No original implementation usable
Relies heavily upon paths, and those paths are 'handcrafted' by using the knowledge-graph and also sampled from hundreds of million possible paths.
Huge possible sampling bias introduced from preprocessing step and path generation step.
The model remember the user, the model need to be re-trained for every new user and item addition.
Require relatively slow preprocessing
Super slow train and prediction time
Loss function and metric used in training is not Prec@K, instead it uses accuracy.

Experiment notes

At the cost of slightly different implementation, it's easier to implement using high-level libraries such as Keras instead of using original version.
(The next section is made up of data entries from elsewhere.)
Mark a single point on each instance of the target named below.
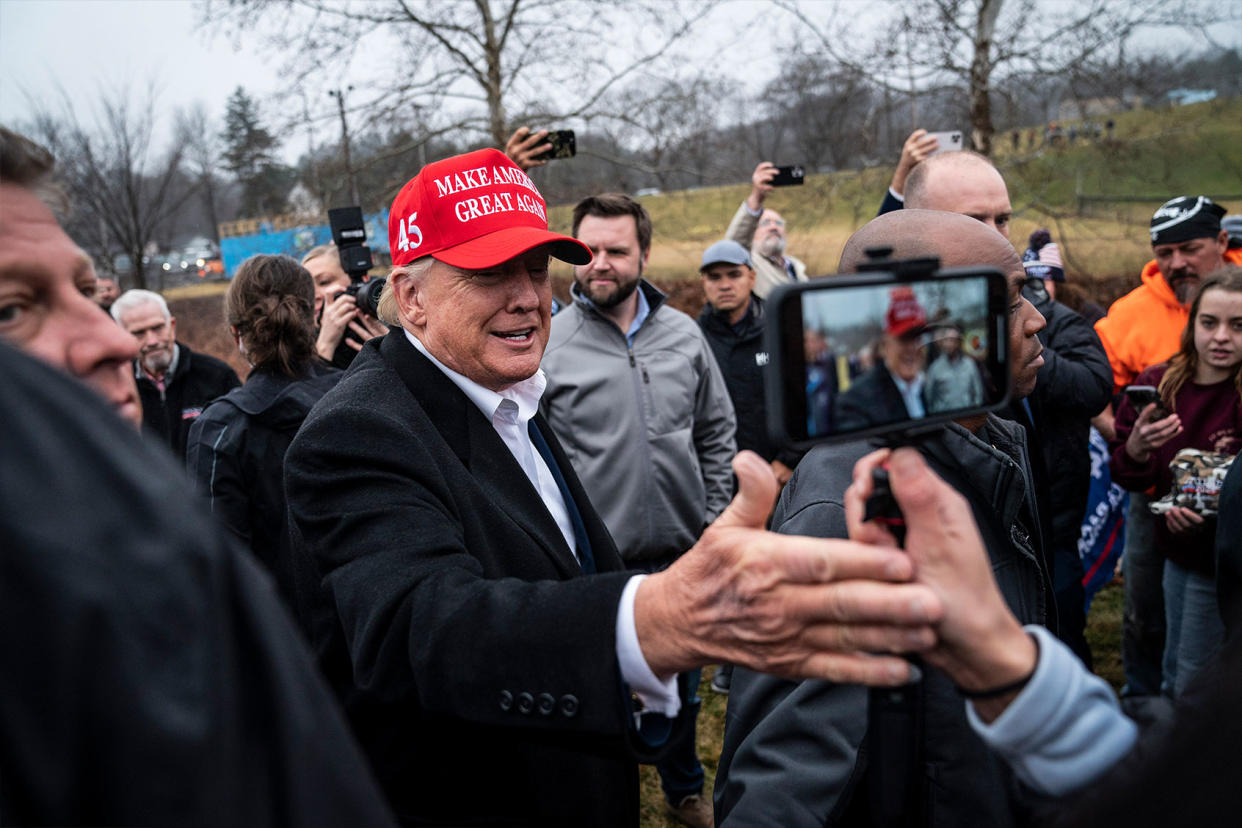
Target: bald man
(960, 181)
(791, 750)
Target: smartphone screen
(564, 144)
(856, 355)
(947, 142)
(789, 176)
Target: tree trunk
(980, 77)
(137, 270)
(492, 50)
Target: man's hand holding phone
(527, 148)
(1150, 432)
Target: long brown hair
(1184, 364)
(271, 306)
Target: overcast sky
(81, 45)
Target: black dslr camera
(349, 235)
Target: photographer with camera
(342, 323)
(761, 231)
(794, 751)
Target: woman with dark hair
(236, 448)
(1200, 391)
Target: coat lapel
(480, 448)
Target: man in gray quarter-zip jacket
(641, 409)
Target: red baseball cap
(906, 315)
(473, 211)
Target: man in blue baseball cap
(733, 324)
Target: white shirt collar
(525, 394)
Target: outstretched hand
(980, 643)
(1150, 433)
(760, 184)
(785, 605)
(917, 149)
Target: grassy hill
(1155, 154)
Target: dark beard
(622, 293)
(1184, 287)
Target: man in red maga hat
(497, 662)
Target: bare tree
(122, 189)
(203, 154)
(544, 57)
(973, 44)
(675, 123)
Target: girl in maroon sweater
(1201, 385)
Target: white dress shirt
(509, 411)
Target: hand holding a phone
(917, 148)
(1150, 433)
(1180, 519)
(525, 147)
(979, 642)
(760, 185)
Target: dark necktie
(584, 545)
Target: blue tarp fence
(294, 241)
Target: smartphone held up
(564, 144)
(893, 350)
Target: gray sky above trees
(81, 45)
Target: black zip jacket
(198, 381)
(742, 358)
(236, 456)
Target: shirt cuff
(1063, 729)
(656, 695)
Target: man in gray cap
(1144, 328)
(733, 324)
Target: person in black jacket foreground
(477, 621)
(148, 672)
(1071, 389)
(175, 382)
(236, 448)
(1074, 385)
(733, 324)
(804, 754)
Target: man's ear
(410, 299)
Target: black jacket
(198, 381)
(148, 673)
(236, 454)
(871, 400)
(476, 661)
(1073, 386)
(797, 752)
(742, 358)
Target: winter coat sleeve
(211, 456)
(714, 431)
(1076, 373)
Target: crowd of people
(462, 562)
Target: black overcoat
(475, 659)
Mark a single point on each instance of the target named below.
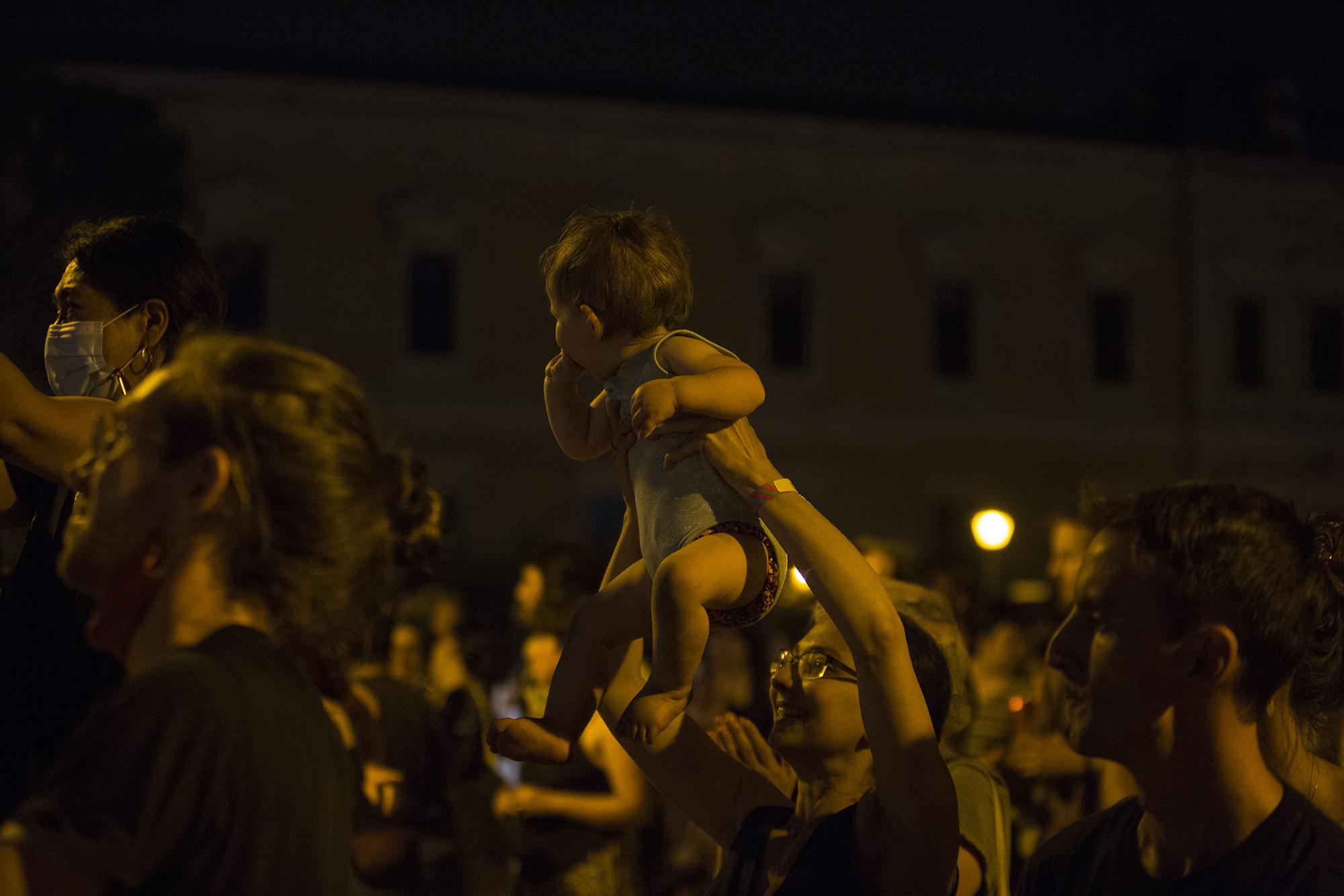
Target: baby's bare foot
(528, 741)
(651, 713)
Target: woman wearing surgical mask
(243, 511)
(130, 289)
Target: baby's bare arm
(581, 428)
(710, 384)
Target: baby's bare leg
(714, 572)
(618, 615)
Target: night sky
(1077, 71)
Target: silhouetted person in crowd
(876, 811)
(240, 510)
(1195, 605)
(131, 288)
(576, 819)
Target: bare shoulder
(686, 355)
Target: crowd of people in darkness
(230, 663)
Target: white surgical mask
(75, 359)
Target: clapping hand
(743, 741)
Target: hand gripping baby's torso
(674, 506)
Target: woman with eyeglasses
(874, 811)
(130, 289)
(239, 510)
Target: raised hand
(562, 369)
(654, 405)
(733, 449)
(743, 741)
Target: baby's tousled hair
(630, 267)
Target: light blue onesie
(677, 507)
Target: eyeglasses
(812, 664)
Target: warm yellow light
(993, 530)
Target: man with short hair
(1194, 608)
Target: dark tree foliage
(69, 151)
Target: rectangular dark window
(1111, 338)
(1249, 343)
(244, 271)
(1326, 341)
(433, 292)
(955, 331)
(790, 319)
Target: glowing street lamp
(993, 530)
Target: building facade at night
(943, 319)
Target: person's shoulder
(972, 774)
(1087, 844)
(1095, 831)
(202, 674)
(685, 351)
(1320, 834)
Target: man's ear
(157, 323)
(593, 322)
(209, 475)
(1214, 656)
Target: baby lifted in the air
(619, 285)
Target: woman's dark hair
(931, 671)
(1237, 557)
(132, 260)
(929, 662)
(322, 512)
(630, 267)
(1316, 694)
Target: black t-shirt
(1295, 852)
(216, 773)
(49, 675)
(829, 862)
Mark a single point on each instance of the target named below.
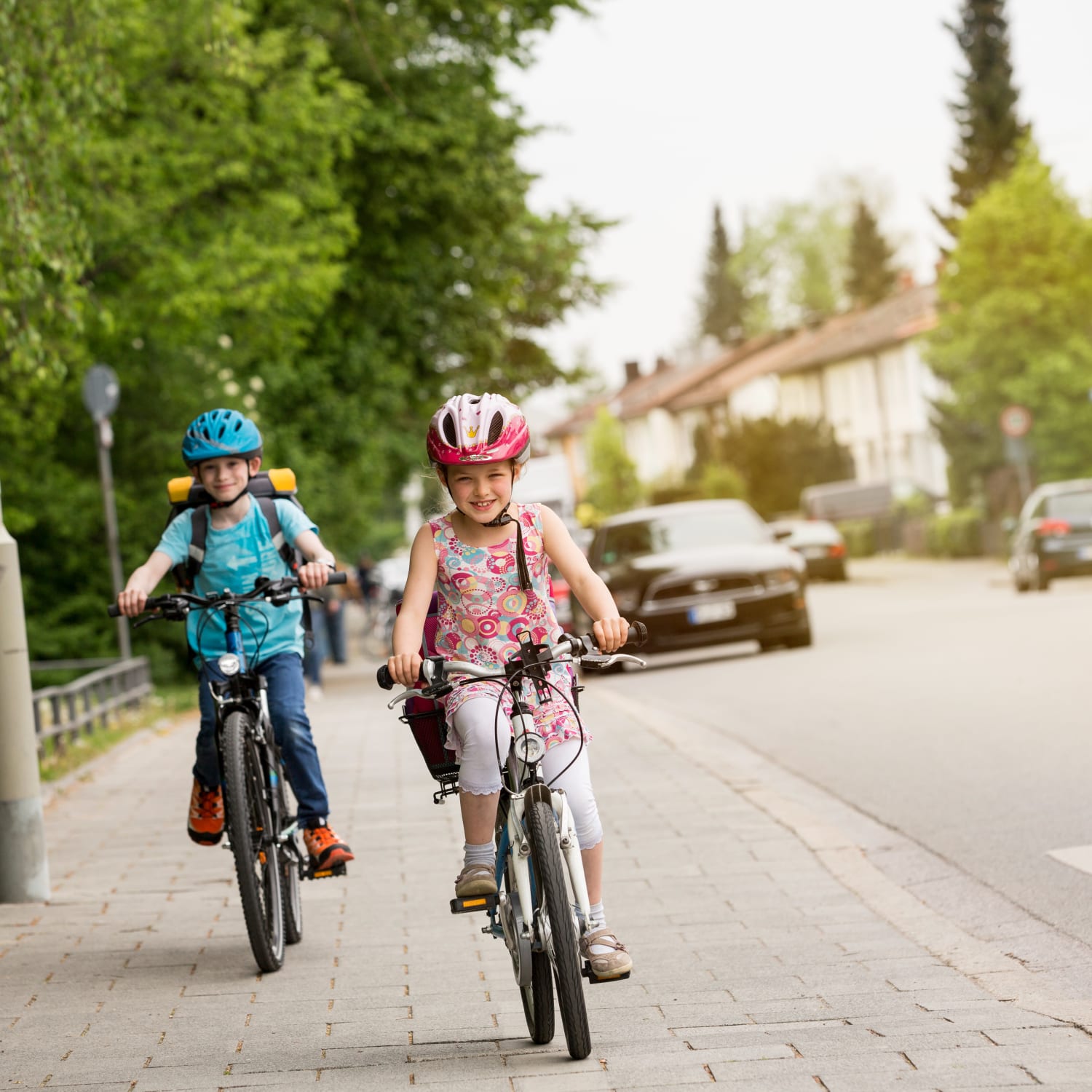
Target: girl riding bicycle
(491, 567)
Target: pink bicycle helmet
(478, 428)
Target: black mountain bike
(262, 831)
(539, 869)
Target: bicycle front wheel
(553, 895)
(253, 843)
(290, 856)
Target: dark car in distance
(1053, 537)
(818, 542)
(703, 572)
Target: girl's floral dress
(482, 611)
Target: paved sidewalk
(764, 954)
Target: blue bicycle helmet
(221, 432)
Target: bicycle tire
(290, 858)
(257, 860)
(539, 996)
(550, 880)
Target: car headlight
(229, 664)
(778, 578)
(529, 747)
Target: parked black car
(1053, 537)
(818, 542)
(703, 572)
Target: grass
(166, 703)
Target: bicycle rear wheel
(253, 844)
(554, 897)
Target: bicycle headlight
(229, 664)
(530, 748)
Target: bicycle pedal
(593, 978)
(473, 903)
(323, 874)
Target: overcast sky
(659, 108)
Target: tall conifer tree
(722, 304)
(871, 274)
(989, 130)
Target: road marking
(1076, 856)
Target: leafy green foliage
(991, 132)
(871, 277)
(310, 212)
(1015, 329)
(613, 484)
(722, 301)
(771, 460)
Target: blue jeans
(284, 673)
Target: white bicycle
(539, 871)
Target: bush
(957, 534)
(860, 537)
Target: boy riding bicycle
(223, 450)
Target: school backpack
(427, 722)
(266, 487)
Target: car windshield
(681, 531)
(1069, 506)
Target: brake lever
(598, 662)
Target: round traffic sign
(1016, 421)
(100, 391)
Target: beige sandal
(475, 879)
(606, 965)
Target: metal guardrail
(63, 712)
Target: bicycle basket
(426, 718)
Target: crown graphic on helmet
(478, 428)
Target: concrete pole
(24, 871)
(105, 438)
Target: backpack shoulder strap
(186, 574)
(269, 510)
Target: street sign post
(1016, 424)
(100, 392)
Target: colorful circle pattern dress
(483, 611)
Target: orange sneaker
(207, 815)
(325, 847)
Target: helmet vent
(449, 432)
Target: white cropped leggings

path generation & predict time : about 4k path / second
different sampling method and sampling parameter has insignificant effect
Using more items as path generation 'seed' (for predicting suggestion), should lead to more personalized suggestions. (i.e. consider the suggestion by using more user history)
By pooling path prediction-score for the same items, the model should be able to give a better suggestion since it considers multiple reasons instead of just a single reason.